「先生、腹腔鏡手術は本当に安全なんですか」、「私、手術を受けない方がいいんじゃないですか」。医療現場で患者による、こんな戸惑いの声が増えている。関東中央病院の光学医療診療科部長の渡邉一宏さんが言う。
「“手術は危ない”と治療に対する不信感をあおる記事から、最近、医師と患者の関係がギクシャクしています。お互いに良好な関係を築けなくなっているのです」
医療不信の発端となったのは、『週刊現代』が報じた一連の医療特集だ。「手術を断ってよかった」(8月6日号)「妻に受けさせてはいけない手術」(7月2日号)など、過激なタイトルでさまざまな危険性を指摘し、「受けてはいけない」と多くの手術を真っ向から否定した。大阪医科大学附属病院がんセンター特務教授の奥田準二さんが指摘する。
「手術を選ぶか、それ以外の治療を選ぶかは、患者さんの病状や希望などで異なります。最も大事なのは、どのように治療していくのが最適かを見抜くこと。患者さんは突然の告知でパニックになりやすいので、医師は最適な治療方針を判断し、理解しやすく説明する必要があります」
医療現場が混乱しては、結局、患者の不幸を招くばかりだ。本誌は、「受けていい手術」と「いけない手術」について専門医に聞いた。

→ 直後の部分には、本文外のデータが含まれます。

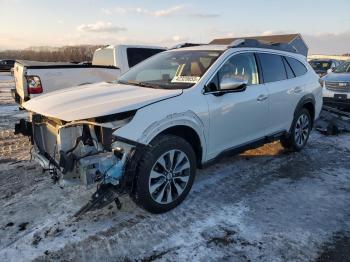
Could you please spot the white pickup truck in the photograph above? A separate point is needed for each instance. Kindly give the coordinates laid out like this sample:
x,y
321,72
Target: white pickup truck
x,y
35,78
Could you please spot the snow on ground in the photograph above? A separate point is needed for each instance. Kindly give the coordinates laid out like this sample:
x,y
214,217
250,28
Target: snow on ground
x,y
263,205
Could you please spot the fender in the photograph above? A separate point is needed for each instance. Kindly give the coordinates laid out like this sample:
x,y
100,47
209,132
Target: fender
x,y
308,98
187,118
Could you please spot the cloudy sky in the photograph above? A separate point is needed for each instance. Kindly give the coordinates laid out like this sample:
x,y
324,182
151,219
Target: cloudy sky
x,y
325,25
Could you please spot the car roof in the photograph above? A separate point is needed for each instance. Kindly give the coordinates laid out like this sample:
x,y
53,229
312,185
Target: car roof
x,y
203,48
225,47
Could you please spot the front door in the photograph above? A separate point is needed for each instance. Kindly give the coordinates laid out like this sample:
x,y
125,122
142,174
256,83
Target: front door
x,y
240,116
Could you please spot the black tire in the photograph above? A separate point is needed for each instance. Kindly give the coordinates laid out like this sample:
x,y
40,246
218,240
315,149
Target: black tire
x,y
291,141
149,161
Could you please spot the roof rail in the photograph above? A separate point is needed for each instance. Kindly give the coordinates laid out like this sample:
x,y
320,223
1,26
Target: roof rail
x,y
182,45
245,42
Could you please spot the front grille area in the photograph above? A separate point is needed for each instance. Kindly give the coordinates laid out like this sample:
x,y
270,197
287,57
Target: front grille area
x,y
338,86
45,137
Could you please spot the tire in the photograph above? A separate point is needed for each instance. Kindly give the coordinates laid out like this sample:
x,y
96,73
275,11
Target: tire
x,y
299,133
162,184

数ある手術のなかでも特に“危ない”と指摘されているのが、がんの腹腔鏡手術だ。これは、腹部に数か所小さな穴を開けて内視鏡カメラなどを挿入し、モニターを見ながら行う手術で、従来の開腹手術より傷が小さく、患者の負担が少ないとされる。
しかし、2010~2014年に群馬大学医学部附属病院で腹腔鏡手術を受けた患者8人が相次いで亡くなっていたことが発覚、その安全性に大きな疑問が生じた。はたして腹腔鏡手術は安全なのか。消化器内視鏡学会評議員である前出の渡邉さんは、胃がん治療のリスクについてこう語る。
「進行した胃がんの場合は腹腔鏡か開腹による手術を行います。開腹手術は入り込んだ腫瘍なども目で確認できる。腹腔鏡手術は出血が少なく術後の回復が早く、残る傷も小さいという利点がありますが、手術中に予想外に腫瘍以外を傷つけるというリスクがあります。
早期胃がんの内視鏡治療や進行胃がんの腹腔鏡手術はとても難しく、医師の経験値による差が大きいので、胃がんのステージが上がるほど、腹腔鏡手術より開腹手術の方が選択されることが多いのです。ただ、どのような治療を受けてもリスクの可能性はあるので、患者さんにとってベストな選択をすることが重要です」(渡邉さん)
進行が早くて転移しやすく、日本人のがん死亡原因1位である肺がんではどうか。以前は胸を大きく切り開く「開胸手術」が主流だったが、現在は「胸腔鏡」といわれる内視鏡を用いた手術も行われる。その手順は腹腔鏡手術と同様だ。産業医科大学第二外科の田中文啓さんが解説する。